Un día fuimos a ver a Tung, un antiguo amigo de mis padres que acababa de ser excarcelado. Había sido jefe de mi madre durante su marcha desde Manchuria a Sichuan, y posteriormente se había convertido en jefe de departamento en el Ministerio de Seguridad Pública. Al comenzar la Revolución Cultural fue acusado de ser un espía ruso y de haber supervisado la instalación de magnetófonos en las dependencias de Mao, cosa que aparentemente había hecho, si bien obedeciendo órdenes. Se suponía que las palabras de Mao eran tan preciosas que todas ellas debían ser conservadas, pero Mao hablaba en un dialecto difícil de entender para sus secretarios quienes, además, solían verse expulsados a menudo de la habitación. A comienzos de 1967, Tung fue arrestado y enviado a Qincheng, una prisión especial destinada a altas jerarquías. Pasó cinco años encadenado en una celda de aislamiento de la que salió con las piernas delgadas como cerillas y una enorme hinchazón de cintura para arriba. Su mujer se había visto obligada a denunciarle, y había cambiado el apellido de los niños por el suyo propio para demostrar que su familia le había repudiado para siempre. La mayor parte de sus pertenencias domésticas -ropa incluida- habían sido confiscadas durante los asaltos domiciliarios. Por fin, y como resultado de la caída de Lin Biao, el jefe de Tung, enemigo de aquél, había sido devuelto al poder y Tung había sido liberado. Su esposa, recluida en uno de los campos próximos a la frontera septentrional, había recibido la orden de regresar para reunirse con él.

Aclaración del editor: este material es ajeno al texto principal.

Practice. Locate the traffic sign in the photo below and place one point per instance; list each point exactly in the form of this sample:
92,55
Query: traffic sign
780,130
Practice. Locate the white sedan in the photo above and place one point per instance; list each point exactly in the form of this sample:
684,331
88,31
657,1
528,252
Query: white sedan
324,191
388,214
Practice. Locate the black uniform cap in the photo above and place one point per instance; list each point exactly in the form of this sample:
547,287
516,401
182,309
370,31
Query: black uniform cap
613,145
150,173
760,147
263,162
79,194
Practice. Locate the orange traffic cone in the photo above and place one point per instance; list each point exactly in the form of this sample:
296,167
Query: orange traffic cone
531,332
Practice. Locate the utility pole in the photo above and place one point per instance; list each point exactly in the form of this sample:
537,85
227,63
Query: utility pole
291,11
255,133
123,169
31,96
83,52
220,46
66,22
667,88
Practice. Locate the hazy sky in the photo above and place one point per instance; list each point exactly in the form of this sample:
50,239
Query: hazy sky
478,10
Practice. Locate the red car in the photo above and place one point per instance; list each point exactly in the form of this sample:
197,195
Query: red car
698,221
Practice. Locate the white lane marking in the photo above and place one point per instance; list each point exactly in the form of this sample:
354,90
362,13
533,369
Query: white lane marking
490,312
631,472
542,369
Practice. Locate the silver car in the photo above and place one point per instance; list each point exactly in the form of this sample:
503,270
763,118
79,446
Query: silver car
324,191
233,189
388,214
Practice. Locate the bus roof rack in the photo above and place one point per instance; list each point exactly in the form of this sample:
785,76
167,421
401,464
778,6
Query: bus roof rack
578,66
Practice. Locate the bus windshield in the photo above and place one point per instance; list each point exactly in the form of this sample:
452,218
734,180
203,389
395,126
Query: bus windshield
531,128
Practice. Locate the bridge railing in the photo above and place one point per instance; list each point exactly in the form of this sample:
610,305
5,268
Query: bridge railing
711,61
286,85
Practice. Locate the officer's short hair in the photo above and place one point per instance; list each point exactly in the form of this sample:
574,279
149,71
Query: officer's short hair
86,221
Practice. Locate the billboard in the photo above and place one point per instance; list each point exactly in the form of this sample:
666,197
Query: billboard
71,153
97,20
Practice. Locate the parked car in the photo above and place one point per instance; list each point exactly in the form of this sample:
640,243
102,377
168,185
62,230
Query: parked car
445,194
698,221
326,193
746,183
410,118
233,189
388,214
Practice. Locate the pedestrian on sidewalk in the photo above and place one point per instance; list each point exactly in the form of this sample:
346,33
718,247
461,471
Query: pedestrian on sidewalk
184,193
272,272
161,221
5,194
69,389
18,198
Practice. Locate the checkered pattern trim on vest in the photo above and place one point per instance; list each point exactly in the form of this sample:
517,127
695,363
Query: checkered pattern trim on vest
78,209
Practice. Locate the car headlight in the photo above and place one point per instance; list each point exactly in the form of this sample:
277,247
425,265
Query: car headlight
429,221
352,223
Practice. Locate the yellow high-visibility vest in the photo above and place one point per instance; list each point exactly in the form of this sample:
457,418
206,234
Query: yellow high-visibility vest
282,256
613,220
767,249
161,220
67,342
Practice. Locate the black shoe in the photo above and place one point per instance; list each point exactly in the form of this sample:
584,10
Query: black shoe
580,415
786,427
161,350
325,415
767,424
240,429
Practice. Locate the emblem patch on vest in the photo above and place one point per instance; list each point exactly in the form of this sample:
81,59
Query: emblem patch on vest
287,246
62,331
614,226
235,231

El día de su puesta en libertad le había llevado ropa nueva. Las primeras palabras que su esposo le dirigió al verla fueron: «No deberías haberme traído tan sólo bienes materiales. Deberías haberme traído alimento espiritual [refiriéndose a las obras de Mao].» Tung no había leído otra cosa durante sus cinco años de confinamiento. En aquella época, yo vivía con su familia y pude observar que no había día en que no les obligara a estudiar los artículos de Mao con una solemnidad que inevitablemente se me antojó más trágica que ridicula.

Pocos meses después de nuestra visita, Tung fue enviado a supervisar una operación que había de llevarse a cabo en uno de los puertos del sur del país. Su prolongado aislamiento había hecho de él una persona incapaz de ocuparse de tareas fatigosas, y no tardó en sufrir un ataque al corazón. El Gobierno envió un avión especial para trasladarle a un hospital de Guangzhou. A su llegada, sin embargo, el ascensor no funcionaba, y él insistió en subir a pie los cuatro pisos debido a que consideraba que dejarse transportar hubiera sido contrario a la moral comunista. Murió en la mesa de operaciones. Sus familiares no se encontraban a su lado, ya que les había hecho llegar la indicación de que no debían interrumpir sus respectivos trabajos.

Cuando vivíamos con Tung y su familia, a finales de mayo de 1972, mi madre y yo recibimos un telegrama en el que se anunciaba que mi padre había sido autorizado a abandonar el campo. Tras la caída de Lin Biao, los médicos habían por fin emitido un diagnóstico de su estado de salud en el que afirmaban que sufría una peligrosa hipertensión, graves complicaciones de hígado y corazón y arteriosclerosis. En consecuencia, recomendaban que se sometiera a una revisión completa en Pekín.

Mi padre tomó un tren hasta Chengdu y desde allí voló a Pekín. Dado que el aeropuerto sólo contaba con medios de transporte público para los pasajeros, mi madre y yo nos vimos obligadas a esperarle en la terminal de la ciudad. Estaba delgado, y su piel aparecía casi ennegrecida por el sol. Era la primera vez en tres años y medio que salía de las montañas de Miyi. Durante los primeros días, parecía perdido en la gran ciudad, y solía referirse al acto de cruzar la calle como «atravesar el río» y a tomar un autobús como «abordar una embarcación». Caminaba con aire vacilante por las calles atestadas, y parecía un tanto desconcertado por el tráfico. Así pues, asumí el papel de guía. Nos alojamos con un antiguo amigo suyo de Yibin que también había sufrido espantosamente con la Revolución Cultural.